The default pattern for Piston is the model/view/controller pattern:

  • A model is simply some data structure, database etc.
  • A view is how something is rendered
  • A controller stores the state, transforms input events into other events or actions, or deals with application logic in general.

Currently, there is no traits defined for this abstraction, it is simply a way of splitting up code into reusable parts.

Two simple examples of this pattern is timer_controller and button_controller. More libraries will come, but you can take a look here for an updated overview.

This code is reusable for any model or view, but it is also more work to set up. You might want to use a tailored API for your use cases, e.g. Conrod for UI. This is why Piston uses a modular design with a small core, so the code that is reused for particular projects, e.g. editors, can be worked on in parallel with other projects.

What we mean by "idiomatic" code is that this pattern does work and has a predictable maintenance cost for large projects. It is not meant to mean that you can't do any better or that everyone should program this way. The great thing about Rust is that it allows a wide style of designs, e.g. functional APIs, stream processing etc. You should not think that one particular flavor is superior to another, but learn different techniques and figure out the trade-offs. You know best what works for you! 😄

What is the idiomatic way of handling events?

Piston uses event traits with the input::GenericEvent trait. This is to reduce breaking APIs and let controllers work with custom defined event types.

Generic controller libraries depend on the core input library directly, to avoid breaking changes when the window and event_loop core libraries change.

If you are writing a generic controller library, do the following steps:

  1. Add pistoncore-input to Cargo.toml
  2. Add extern crate input; at the top of your library.
  3. Add use input::GenericEvent; to import the generic event trait.
  4. Use a signature fn event<E: GenericEvent>(&mut self, e: &E, ...)
  5. Import the event traits that are needed, e.g. use input::UpdateEvent;
  6. Use the style if let Some(args) = e.update_args() { ... } or e.update(|args| { ... });

Do not handle the enum variant directly, but use event traits. This allows your code to be upgraded more easily.

In generic application code, you do the same steps but with the piston crate. The input crate is reexported under piston::input. Write use piston::input::GenericEvent; instead of use input::GenericEvent;.

If you are only creating a demo or an example, you can use the piston_window crate. This library reexports all event traits directly under piston_window, so you write use piston_window::*;.

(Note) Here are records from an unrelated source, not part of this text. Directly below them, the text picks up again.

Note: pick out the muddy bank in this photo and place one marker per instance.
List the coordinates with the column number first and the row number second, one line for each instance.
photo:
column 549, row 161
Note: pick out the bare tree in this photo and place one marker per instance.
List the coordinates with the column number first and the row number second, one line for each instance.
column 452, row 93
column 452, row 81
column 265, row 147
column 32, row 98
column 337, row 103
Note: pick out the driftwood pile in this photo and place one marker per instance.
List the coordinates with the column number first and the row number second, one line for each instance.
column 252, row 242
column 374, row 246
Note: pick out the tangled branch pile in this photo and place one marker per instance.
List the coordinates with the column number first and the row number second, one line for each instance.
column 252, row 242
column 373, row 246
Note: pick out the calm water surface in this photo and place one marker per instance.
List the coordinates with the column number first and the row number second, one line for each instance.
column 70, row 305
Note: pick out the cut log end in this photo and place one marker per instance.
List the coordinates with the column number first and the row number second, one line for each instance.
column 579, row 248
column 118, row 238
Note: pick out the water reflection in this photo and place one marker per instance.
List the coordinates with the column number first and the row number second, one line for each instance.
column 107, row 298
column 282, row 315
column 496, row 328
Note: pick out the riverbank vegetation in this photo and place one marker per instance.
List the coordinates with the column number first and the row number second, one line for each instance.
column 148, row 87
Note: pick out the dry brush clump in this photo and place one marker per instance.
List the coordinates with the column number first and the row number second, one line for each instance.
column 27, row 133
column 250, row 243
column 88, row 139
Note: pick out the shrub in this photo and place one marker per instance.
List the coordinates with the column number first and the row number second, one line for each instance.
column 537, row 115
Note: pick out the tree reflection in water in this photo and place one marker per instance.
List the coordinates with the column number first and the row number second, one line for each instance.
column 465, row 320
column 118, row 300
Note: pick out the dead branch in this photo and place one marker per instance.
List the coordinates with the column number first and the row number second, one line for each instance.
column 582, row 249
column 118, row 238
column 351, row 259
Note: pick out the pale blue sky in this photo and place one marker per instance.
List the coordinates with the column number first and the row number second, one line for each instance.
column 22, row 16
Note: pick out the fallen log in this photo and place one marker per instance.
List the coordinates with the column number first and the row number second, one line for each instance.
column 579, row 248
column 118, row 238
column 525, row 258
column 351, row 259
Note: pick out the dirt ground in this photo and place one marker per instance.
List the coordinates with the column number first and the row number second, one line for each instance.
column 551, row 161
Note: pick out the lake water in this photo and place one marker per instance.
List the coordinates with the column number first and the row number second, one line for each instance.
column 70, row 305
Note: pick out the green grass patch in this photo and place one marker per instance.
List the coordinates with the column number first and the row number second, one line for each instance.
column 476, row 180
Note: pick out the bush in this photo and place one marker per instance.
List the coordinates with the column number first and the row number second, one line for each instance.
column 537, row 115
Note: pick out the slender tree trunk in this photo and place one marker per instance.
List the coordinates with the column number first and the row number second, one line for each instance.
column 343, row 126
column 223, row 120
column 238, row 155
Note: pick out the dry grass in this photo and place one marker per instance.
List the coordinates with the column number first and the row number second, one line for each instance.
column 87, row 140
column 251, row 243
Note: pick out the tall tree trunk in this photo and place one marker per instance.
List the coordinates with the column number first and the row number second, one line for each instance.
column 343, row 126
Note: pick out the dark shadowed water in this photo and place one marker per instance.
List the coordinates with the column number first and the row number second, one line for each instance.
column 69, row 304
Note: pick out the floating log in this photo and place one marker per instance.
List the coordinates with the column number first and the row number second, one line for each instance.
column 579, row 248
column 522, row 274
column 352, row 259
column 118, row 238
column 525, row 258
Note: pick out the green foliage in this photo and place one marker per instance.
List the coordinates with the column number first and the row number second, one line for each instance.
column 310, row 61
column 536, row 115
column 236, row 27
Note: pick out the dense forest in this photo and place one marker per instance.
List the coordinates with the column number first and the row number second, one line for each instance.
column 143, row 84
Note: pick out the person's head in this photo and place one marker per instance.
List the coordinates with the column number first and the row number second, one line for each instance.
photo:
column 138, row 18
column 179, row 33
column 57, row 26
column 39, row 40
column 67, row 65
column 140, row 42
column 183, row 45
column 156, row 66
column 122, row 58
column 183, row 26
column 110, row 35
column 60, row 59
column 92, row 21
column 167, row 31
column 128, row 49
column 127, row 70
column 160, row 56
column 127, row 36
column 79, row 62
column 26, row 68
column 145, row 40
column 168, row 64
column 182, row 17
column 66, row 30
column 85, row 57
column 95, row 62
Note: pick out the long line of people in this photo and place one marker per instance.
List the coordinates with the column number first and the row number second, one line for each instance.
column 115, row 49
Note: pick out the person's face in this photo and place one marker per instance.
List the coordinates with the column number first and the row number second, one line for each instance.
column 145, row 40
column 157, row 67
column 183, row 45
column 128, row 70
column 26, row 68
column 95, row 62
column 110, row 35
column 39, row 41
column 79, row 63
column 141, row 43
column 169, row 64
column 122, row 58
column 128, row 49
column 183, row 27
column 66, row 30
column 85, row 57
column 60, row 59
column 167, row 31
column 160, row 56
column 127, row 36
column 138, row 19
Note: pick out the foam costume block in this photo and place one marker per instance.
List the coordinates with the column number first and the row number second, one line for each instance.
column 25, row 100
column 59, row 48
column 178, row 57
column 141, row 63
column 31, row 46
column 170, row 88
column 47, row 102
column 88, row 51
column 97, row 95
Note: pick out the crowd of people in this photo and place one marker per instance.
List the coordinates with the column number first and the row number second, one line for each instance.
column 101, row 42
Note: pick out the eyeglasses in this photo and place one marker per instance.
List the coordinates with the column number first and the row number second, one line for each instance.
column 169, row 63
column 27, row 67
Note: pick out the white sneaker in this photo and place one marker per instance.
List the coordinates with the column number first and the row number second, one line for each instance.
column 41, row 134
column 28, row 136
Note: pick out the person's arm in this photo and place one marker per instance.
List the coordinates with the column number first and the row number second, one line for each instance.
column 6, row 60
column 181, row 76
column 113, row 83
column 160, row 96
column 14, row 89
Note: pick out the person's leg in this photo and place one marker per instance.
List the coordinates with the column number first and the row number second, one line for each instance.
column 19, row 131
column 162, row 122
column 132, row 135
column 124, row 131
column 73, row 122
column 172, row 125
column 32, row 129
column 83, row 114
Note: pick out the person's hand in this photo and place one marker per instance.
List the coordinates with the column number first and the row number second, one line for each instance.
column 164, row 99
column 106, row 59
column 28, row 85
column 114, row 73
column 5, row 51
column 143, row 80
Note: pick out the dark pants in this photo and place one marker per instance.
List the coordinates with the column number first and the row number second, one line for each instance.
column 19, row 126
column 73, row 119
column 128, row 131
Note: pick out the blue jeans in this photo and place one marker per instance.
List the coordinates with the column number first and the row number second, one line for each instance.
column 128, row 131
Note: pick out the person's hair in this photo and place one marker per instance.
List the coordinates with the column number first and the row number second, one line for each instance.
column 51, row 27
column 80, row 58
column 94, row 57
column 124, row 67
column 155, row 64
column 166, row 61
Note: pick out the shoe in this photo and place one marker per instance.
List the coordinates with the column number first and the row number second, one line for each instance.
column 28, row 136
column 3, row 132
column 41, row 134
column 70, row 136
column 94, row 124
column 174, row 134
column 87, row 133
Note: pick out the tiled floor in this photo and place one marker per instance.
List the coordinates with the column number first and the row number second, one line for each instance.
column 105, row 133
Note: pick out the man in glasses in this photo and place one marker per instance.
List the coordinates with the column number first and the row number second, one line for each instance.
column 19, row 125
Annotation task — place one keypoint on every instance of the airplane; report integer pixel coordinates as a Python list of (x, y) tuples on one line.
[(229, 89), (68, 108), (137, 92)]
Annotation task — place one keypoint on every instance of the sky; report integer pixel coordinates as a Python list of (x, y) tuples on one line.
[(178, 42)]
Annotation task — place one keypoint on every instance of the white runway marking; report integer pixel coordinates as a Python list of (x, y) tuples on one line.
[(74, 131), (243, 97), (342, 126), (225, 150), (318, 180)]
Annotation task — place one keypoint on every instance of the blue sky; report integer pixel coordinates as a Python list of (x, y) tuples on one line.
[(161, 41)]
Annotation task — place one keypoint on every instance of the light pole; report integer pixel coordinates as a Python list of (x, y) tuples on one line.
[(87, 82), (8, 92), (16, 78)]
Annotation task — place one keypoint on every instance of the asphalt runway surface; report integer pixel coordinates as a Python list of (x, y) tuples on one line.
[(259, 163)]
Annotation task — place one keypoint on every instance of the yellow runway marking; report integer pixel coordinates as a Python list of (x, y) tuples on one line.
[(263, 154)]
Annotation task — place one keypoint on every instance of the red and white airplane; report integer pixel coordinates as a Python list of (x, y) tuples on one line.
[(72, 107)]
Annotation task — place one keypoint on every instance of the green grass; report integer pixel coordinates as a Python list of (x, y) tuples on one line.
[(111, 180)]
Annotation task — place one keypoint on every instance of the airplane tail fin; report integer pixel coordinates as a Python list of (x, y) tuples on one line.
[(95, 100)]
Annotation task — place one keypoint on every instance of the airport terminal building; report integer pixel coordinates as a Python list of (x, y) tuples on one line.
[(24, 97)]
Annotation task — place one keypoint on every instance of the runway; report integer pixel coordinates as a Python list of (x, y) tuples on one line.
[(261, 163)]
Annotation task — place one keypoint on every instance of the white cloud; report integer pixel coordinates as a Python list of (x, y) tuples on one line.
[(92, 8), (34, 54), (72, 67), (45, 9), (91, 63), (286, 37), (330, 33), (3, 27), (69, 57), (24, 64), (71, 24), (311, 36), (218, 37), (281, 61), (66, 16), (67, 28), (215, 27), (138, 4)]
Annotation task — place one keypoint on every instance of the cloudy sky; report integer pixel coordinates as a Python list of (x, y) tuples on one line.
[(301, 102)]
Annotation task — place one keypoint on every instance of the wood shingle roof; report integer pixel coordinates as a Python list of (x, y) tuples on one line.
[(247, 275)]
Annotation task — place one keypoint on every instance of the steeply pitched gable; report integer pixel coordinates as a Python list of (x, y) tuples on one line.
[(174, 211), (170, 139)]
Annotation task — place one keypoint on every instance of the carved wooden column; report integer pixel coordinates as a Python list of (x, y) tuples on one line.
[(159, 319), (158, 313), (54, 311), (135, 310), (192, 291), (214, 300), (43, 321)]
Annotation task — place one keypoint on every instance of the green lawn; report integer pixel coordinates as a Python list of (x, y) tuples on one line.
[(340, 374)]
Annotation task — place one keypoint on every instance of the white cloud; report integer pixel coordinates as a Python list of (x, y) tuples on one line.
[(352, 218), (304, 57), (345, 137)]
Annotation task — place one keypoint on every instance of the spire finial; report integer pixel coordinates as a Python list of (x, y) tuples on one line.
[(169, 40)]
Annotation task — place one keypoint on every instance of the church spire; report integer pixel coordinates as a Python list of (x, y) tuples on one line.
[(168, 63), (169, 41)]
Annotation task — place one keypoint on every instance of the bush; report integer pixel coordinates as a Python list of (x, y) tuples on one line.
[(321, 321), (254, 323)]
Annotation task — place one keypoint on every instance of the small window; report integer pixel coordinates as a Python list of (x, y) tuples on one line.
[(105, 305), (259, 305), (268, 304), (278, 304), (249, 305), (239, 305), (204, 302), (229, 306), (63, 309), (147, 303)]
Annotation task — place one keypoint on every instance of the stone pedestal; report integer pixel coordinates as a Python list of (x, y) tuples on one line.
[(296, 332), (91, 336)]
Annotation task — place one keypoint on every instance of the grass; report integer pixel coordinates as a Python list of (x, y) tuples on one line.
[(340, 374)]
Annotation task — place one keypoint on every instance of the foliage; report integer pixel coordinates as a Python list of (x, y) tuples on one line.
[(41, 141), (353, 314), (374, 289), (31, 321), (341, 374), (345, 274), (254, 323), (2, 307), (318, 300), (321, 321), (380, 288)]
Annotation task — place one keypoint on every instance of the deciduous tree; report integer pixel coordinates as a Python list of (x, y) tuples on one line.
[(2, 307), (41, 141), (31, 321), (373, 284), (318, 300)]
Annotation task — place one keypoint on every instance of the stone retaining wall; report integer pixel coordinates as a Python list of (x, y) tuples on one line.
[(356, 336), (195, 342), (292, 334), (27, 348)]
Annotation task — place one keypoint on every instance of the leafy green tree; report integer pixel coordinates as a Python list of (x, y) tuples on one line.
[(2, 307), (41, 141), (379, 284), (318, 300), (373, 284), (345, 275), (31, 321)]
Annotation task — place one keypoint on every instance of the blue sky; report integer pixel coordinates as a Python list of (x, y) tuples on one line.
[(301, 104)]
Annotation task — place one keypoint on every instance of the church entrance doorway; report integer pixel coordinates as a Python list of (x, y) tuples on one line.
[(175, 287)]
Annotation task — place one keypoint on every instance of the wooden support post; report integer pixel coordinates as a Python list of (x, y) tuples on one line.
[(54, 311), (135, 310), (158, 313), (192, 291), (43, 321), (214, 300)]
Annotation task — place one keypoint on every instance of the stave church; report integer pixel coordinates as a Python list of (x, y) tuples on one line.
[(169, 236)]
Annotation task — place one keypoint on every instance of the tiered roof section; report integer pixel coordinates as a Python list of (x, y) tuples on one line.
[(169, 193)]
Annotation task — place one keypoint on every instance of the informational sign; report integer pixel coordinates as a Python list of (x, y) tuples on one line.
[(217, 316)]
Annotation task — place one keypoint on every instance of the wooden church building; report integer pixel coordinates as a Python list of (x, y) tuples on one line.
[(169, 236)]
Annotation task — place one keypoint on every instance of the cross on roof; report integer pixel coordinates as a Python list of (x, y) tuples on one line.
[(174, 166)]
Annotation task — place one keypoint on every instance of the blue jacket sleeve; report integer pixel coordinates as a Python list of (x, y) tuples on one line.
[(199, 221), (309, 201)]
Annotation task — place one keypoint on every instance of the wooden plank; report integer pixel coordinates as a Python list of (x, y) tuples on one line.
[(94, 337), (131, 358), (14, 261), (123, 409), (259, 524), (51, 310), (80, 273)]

What is the idiomatic way of drawing 2D for generic backends?

use graphics::{Context, Graphics};
use graphics::character::CharacterCache;

impl MyView {
    pub fn draw<G: Graphics>(&self, c: &Context, g: &mut G) { ... }
}

You can also write this:

use graphics::{Context, Graphics};
use graphics::character::CharacterCache;

impl MyView {
    pub fn draw(&self, c: &Context, g: &mut impl Graphics) { ... }
}

When you use a character glyph cache:

use graphics::{Context, Graphics};
use graphics::character::CharacterCache;

impl MyView {
    pub fn draw<C, G>(&self, glyphs: &mut C, c: &Context, g: &mut G)
        where C: CharacterCache, G: Graphics<Texture = C::Texture>
    { ... }
}

This makes sure that the graphics backend accepts the texture type used by the character glyph cache.

Should I use the "piston_window" crate in libraries?

No. The "piston_window" crate is intended for application level code only.

For libraries, use the "piston" crate and "piston2d-graphics" to write generic code. This will make the code more reusable across projects.